New Delhi, December 4: The Union Cabinet on Wednesday cleared the contentious Citizenship Amendment Bill or popularly known as CAB. As per reports, the bill will be tabled in Parliament on December 9 .This comes as the Centre is facing strong opposition regarding the bill from the Northeastern states. The Bill has come under the scanner of Opposition for its apparent communal overtone.

The Citizenship (Amendment) Bill seeks to grant Indian citizenship to non-Muslims who fled religious persecution from Bangladesh, Pakistan and Afghanistan and entered India before December 31, 2014.

What is the Citizenship Amendment Bill?

The Bill seeks to make people beloging to six communities namely Hindu, Sikh, Buddhist, Jain, Parsi, and Christian illegal migrants from Afghanistan, Bangladesh, and Pakistan, eligible for citizenship of India. So, the Bill aims to make it easier for non-Muslim immigrants from India’s three Muslim-majority neighbours to become citizens of India. Citizenship Bill Row: Protest Intensifies Across Manipur, Section 144 Imposed in Imphal East Till February 12.

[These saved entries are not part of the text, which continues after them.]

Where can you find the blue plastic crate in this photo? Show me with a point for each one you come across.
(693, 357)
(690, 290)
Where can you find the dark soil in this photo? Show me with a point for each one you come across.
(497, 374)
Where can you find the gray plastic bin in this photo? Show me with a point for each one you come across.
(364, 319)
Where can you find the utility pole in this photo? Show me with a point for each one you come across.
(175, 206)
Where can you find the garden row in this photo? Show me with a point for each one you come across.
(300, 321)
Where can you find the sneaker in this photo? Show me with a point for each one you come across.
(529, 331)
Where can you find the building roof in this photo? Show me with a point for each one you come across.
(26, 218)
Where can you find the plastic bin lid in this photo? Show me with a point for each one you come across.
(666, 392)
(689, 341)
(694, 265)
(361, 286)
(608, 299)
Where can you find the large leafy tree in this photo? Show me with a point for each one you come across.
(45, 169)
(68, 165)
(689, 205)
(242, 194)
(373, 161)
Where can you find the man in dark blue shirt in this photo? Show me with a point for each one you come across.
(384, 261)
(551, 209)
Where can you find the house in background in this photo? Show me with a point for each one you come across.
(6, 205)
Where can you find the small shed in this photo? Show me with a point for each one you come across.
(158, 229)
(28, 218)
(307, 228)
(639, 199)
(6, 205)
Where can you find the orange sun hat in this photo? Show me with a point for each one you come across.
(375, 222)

The Bill seeks to amend the Citizenship Act, 1955, under which, one of the requirement for getting citizenship is that the applicant must have resided in India during the last 12 months, as well as for 11 of the previous 14 years. The amendment relaxes the second requirement from 11 years to 6 years as a specific condition for applicants belonging to these six religions, and from the above three countries, according to an Indian Express report.

The Bill will apply to all States and Union Territories of the country and the beneficiaries of Citizenship Amendment Bill will be able to reside in any state of the country

The Bill has been criticised for leaving out the Muslims  and also on the grounds that it contradicts the Constitution for discriminating people on the basis of faith. The Northeast people are opposing the Bill because they believe by granting citizenship status to foreign refugees, it will undermine the ethnic communities living in the region.